Another beautiful day in the neighborhood! Today is going to involve covering a bit more territory, so I have enlisted a partner in crime to join my expedition. We still won’t make a dent in the cultural offerings and exceptional foods of Brooklyn, not to mention the physical area this great city encompasses. This could take all summer! Yay! How lucky am I that this particular adventure requires little more than a MetroCard, HopStop, and some imagination? Good thing too, since my next plane ticket has yet to be purchased… my inner gypsy needs all the stimulation she can find and Brooklyn fits her budget.

 

A very slow moving morning landed me very close to home for breakfast – classic Belgian pastries and an iced green tea at Colson on the corner of 9th Street and 6th Avenue. Actually, I don’t know how classic my goat cheese and roasted pepper turnover was, but the pastry was flaky, delicate, buttery, and baked perfectly (no soggy spots). I’m happy and ready for the real adventure to begin.

 

A short ride on the G train brings us to Clinton Hill (C train would bring you to the door), a rapidly gentrifying, but still fun and funky neighborhood.

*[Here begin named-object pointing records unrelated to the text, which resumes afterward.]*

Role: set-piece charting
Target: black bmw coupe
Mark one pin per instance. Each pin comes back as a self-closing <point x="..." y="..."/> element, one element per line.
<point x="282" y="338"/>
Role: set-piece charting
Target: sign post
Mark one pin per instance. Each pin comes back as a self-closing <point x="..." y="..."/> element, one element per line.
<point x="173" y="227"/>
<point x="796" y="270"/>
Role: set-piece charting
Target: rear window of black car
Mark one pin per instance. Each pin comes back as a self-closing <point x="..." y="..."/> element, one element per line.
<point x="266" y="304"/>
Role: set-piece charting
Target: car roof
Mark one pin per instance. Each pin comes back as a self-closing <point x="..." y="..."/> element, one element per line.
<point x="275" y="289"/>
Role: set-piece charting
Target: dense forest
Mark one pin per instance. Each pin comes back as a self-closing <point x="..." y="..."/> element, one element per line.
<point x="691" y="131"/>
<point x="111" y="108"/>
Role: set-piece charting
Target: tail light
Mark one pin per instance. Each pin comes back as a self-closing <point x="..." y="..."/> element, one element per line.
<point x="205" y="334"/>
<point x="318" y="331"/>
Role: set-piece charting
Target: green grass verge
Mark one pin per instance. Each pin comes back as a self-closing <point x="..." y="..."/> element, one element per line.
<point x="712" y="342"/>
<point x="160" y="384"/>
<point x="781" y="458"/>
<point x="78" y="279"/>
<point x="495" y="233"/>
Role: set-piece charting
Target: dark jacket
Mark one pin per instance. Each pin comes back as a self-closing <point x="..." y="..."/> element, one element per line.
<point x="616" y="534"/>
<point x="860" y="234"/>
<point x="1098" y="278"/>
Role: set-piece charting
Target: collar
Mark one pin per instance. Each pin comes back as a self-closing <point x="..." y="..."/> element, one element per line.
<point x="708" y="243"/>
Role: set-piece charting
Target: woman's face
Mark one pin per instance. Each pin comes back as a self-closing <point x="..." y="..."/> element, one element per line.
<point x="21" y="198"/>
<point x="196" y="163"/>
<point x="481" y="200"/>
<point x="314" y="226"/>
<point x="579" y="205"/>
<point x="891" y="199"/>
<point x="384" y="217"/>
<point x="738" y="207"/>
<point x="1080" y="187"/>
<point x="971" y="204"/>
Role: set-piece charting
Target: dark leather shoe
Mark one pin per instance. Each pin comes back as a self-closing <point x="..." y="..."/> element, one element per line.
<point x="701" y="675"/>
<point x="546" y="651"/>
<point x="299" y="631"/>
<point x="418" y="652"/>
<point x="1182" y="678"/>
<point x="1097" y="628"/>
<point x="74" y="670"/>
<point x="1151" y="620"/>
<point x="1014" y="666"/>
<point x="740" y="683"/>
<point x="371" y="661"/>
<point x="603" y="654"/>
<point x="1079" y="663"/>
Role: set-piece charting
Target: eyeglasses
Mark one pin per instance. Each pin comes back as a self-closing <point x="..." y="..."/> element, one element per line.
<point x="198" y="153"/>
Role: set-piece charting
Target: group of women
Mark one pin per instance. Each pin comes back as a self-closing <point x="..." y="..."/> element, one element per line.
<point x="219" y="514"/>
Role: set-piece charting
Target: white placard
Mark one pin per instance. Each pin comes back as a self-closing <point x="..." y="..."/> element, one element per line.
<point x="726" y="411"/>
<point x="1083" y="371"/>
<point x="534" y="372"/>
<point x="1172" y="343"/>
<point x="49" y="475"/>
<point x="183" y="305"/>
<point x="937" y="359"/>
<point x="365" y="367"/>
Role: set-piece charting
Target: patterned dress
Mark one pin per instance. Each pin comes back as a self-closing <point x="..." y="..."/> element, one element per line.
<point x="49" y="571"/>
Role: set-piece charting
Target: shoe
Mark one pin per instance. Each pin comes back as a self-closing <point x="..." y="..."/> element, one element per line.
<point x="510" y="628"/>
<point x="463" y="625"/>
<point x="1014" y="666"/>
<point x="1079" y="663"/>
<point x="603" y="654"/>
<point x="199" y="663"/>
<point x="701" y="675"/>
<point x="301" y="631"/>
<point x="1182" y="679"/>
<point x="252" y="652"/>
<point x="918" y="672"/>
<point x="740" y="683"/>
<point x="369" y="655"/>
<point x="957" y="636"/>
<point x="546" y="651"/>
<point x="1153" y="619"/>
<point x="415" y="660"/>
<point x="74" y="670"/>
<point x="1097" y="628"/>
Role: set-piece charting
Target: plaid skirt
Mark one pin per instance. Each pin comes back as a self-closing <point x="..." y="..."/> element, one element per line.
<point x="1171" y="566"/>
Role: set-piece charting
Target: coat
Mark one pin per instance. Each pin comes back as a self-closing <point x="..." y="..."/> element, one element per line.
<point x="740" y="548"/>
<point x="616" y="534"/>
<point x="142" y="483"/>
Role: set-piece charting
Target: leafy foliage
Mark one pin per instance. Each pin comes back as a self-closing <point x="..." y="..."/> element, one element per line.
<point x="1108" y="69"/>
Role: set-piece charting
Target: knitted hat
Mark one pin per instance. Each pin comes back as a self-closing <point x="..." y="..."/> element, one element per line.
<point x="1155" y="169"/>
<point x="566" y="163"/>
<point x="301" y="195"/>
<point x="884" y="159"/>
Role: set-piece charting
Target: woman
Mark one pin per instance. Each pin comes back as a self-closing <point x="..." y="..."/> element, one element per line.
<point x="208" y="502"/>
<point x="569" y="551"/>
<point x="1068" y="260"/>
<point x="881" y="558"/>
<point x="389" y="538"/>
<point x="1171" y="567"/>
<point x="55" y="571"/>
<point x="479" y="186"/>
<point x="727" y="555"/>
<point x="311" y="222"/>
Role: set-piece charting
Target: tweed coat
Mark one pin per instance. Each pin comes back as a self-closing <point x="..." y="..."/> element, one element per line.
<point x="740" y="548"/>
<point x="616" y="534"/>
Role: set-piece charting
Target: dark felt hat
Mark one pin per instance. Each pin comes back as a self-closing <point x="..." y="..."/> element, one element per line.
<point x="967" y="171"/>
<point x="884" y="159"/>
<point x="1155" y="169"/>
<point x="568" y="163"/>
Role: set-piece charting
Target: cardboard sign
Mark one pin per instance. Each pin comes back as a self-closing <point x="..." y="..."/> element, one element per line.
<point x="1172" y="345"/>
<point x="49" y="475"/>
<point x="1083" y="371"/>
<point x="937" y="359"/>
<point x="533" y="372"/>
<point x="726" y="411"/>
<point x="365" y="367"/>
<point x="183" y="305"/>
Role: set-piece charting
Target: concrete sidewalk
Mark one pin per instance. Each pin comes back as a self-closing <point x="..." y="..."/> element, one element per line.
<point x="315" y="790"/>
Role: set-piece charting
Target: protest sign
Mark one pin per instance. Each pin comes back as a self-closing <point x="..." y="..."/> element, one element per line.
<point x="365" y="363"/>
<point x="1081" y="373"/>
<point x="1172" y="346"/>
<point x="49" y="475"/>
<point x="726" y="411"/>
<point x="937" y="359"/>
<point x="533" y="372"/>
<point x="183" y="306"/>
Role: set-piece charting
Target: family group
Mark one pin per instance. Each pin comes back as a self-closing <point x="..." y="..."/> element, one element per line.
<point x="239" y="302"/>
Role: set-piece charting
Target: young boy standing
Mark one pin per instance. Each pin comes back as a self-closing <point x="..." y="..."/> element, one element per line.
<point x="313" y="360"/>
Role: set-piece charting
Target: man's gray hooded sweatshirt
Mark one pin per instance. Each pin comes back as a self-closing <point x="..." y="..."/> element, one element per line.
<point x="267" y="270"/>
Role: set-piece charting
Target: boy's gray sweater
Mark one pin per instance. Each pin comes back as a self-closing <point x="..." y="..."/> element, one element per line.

Our destination is Habana Outpost (757 Fulton Street at S. Portland), the far more colorful and exciting sister restaurant of Café Habana in NoLita. habana Just walking up to this place makes you happy! You can easily imagine that you are on a Caribbean island with all the brightly colored umbrellas, tables, walls, and huge red food truck parked in the middle of the lot. The 90-degree weather only helped the illusion along! You order your food and drinks inside the restaurant then take your ticket and your well priced margarita out to the truck where the chef will cook your food to order – a decent Cubano sandwich, an amazing ear of grilled corn with queso blanco, a good cactus salad (too many red onions), and screamin’ hot fried sweet plantains. habana-food  The best part about this place is the ambiance and the laid back, diverse clientele. Hoping to make this a regular stop this summer – I imagine it is a great place to spend an evening. Next time, I’ll hit the “corn and a drink” express line.

 

Next time I’m in the area, I will definitely try Bati, the Ethiopian restaurant just down the street at 747 Fulton. I’ve heard good things but just couldn’t do two big meals that close together in this heat. But, I did manage a visit to Cake Man Raven’s shop at 708 Fulton Street for a piece of his famous red velvet cake, to go. Yes, it was worth all the hype and the $6/slice price tag. I can say that I never really got the whole red velvet thing, but this is damn good cake!

 

From Clinton Hill, we headed over to DUMBO and Brooklyn Bridge Park to walk off lunch and work up an appetite for the multi-course dessert ahead. We already had our red velvet cake in hand. A stop at Jacques Torres chocolates provided us with one of the best chocolate chip cookies in NYC and a “wicked” frozen hot chocolate (chiles and chocolate – say no more!). cake-etc1 If this wasn’t enough, we topped it all off with a scoop of handmade ice cream (coffee for me, chocolate chunk for my partner in crime) from the Brooklyn Bridge Ice Cream Factory. Overkill? Possibly. But so good, it was worth not eating dinner tonight!